June 18, 2014, by Tony Hong

Changing Misperceptions and Easing Misgivings

By Dr David O’Brien,

Assistant Professor, School of Contemporary Chinese Studies,

The University of Nottingham Ningbo China.

Chinese Premier Li Keqiang is in Britain this week hoping to boost trade, strengthen cooperation and in his own words “change misperceptions and misgivings“.

Premier Li arrived on Monday for a three day visit – the first by a Chinese leader since a diplomatic row over broke out over David Cameron’s decision to meet the Dali Lama two years ago.

All ministerial contact was suspended by China after Mr Cameron and Deputy Prime Minister Nick Clegg met the Dali Lama in May 2012, in defiance of a request from Beijing.

China has long opposed foreign leaders meeting with the Dalai Lama who fled Tibet for India in 1959 after a failed uprising.

Last November Prime Minister Cameron led a major trade delegation to China and newspaper reports at the time quoted Downing Street sources as saying “This visit is about forward looking – we have turned a page on that issue.
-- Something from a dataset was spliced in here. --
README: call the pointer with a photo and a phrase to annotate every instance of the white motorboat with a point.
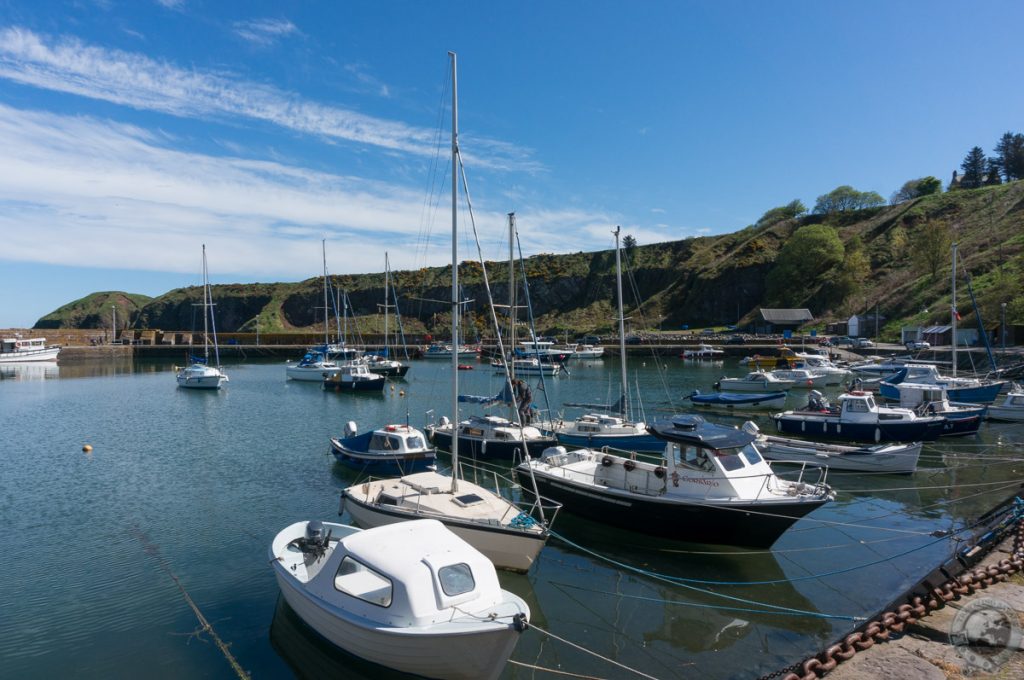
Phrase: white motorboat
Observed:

We have turned a page on the Dalai Lama issue.”

In an article for the London Times, which was widely quoted in the Chinese media, Premier Li writes that his trip has a threefold purpose, with the first being “to discuss ways to deepen cooperation in various fields and thus spur the growth of our respective economies.
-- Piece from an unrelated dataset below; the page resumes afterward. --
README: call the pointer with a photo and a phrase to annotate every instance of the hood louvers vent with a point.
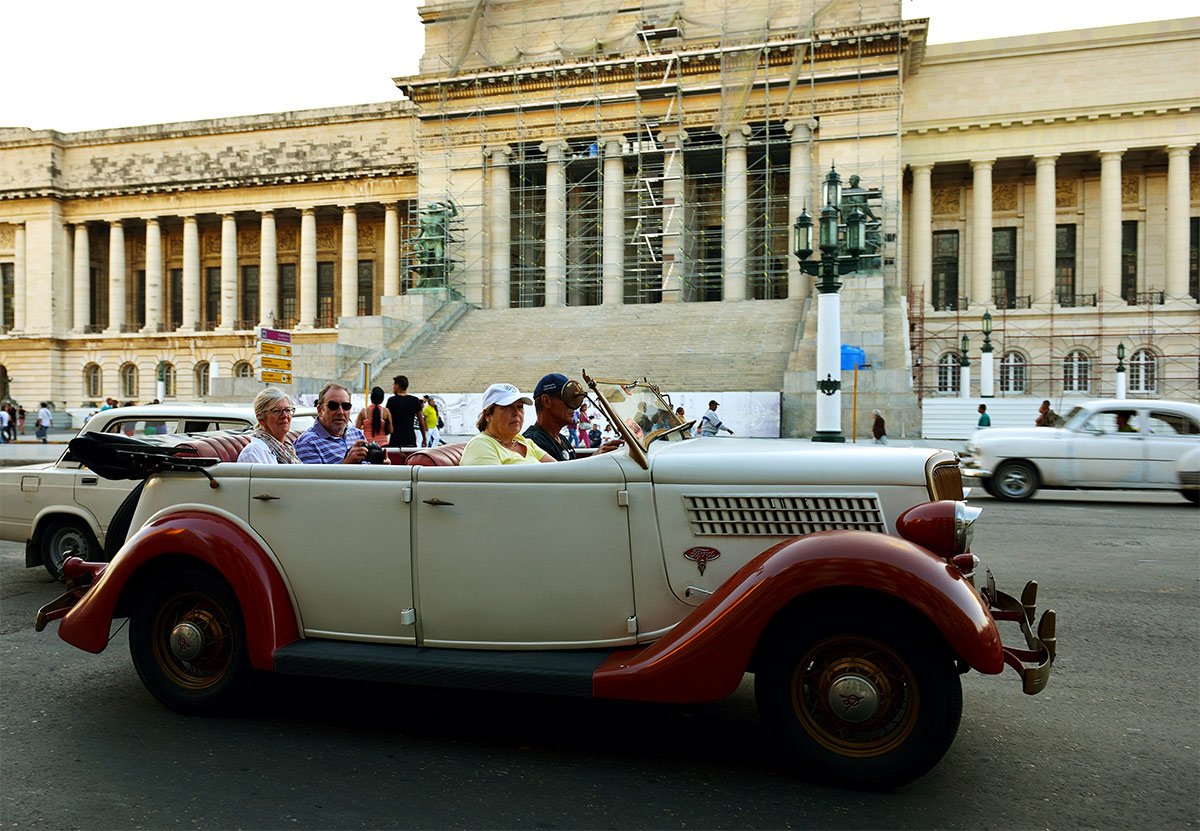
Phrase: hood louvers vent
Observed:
(781, 515)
“Second, to present the real China so as to change misperceptions and ease misgivings; and third, to draw on British perspectives and experience,”

“We look forward to stronger cooperation in finance, infrastructure construction, among others, and more robust exchanges in research, education, and culture,” Premier Li said.
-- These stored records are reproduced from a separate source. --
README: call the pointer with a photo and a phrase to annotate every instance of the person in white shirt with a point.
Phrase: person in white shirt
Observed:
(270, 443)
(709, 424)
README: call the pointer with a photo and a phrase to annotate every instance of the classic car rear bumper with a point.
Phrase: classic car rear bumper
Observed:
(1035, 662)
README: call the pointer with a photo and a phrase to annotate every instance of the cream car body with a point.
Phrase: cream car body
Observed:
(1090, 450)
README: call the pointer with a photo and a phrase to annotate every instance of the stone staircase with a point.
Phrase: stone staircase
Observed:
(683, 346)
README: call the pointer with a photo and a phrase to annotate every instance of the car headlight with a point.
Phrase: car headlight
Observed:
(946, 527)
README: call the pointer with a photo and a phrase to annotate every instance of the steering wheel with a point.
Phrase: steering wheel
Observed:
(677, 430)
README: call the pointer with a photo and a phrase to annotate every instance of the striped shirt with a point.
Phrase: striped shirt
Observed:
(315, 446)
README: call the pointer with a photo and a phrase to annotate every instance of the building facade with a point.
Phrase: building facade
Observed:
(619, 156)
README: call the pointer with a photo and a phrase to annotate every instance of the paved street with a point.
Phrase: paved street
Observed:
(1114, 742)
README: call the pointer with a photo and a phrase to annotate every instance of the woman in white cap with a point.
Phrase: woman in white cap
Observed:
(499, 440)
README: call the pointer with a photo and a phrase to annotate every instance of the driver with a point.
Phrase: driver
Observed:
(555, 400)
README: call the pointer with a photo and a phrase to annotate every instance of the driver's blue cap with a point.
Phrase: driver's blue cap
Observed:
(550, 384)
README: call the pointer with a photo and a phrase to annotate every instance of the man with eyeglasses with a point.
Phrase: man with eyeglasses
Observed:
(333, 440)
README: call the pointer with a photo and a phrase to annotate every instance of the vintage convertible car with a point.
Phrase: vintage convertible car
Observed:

Li is also due to meet with Queen Elizabeth at Windsor Castle during the trip.

In advance of the visit Home Secretary Theresa May announced that Britain would liberalise its visa regime for Chinese visitors.

Chinese business visitors and and tourism visitors will now be able to use a single application to process their visas for Britain as well as for a Schengen visa, which allows access to 26 European countries as part of the pilot programme.

A new 24-hour visa service to Chinese visitors will also be launched in August, while Chinese visitors will, from the autumn, be able to use an Irish visitor visa to travel to the UK without the need for a separate UK visa.

Deals up to £18billion are also expected to be agreed during the visit.

BP will sign a deal worth more than £5bn to supply liquefied natural gas to China and Royal Dutch Shell

Exploring the significance of this week’s visit, Britain’s influential Guardian newspaper remembered how British envoy Lord Marcartney refusal to kowtow to the Qianlong emperor in 1893 supposedly contributed to the failure of Britain’s first trade mission to China.

It was after this visit that Qianlong sent his famous letter to King George III in which he wrote:

“If you assert that your reverence for Our Celestial dynasty fills you with a desire to acquire our civilisation, our ceremonies and code of laws differ so completely from your own that, even if your Envoy were able to acquire the rudiments of our civilisation, you could not possibly transplant our manners and customs to your alien soil. Therefore, however adept the Envoy might become, nothing would be gained thereby.

Swaying the wide world, I have but one aim in view, namely, to maintain a perfect governance and to fulfil the duties of the state: strange and costly objects do not interest me”*

The problem then, the Guardian ruminates, was that Britain expected its political power to translate easily into trade advantage. The problem now is that China expects its economic power to translate easily into political advantage”.

*Adapted from Readings in Global History, Vol. II, Revised 2nd Edition. Edited by Anthony Snyder and Sherri West. Dubuque, IA: Kendall-Hunt, 1997. Pages 155-159. Re-printed by permission of Kendall-Hunt.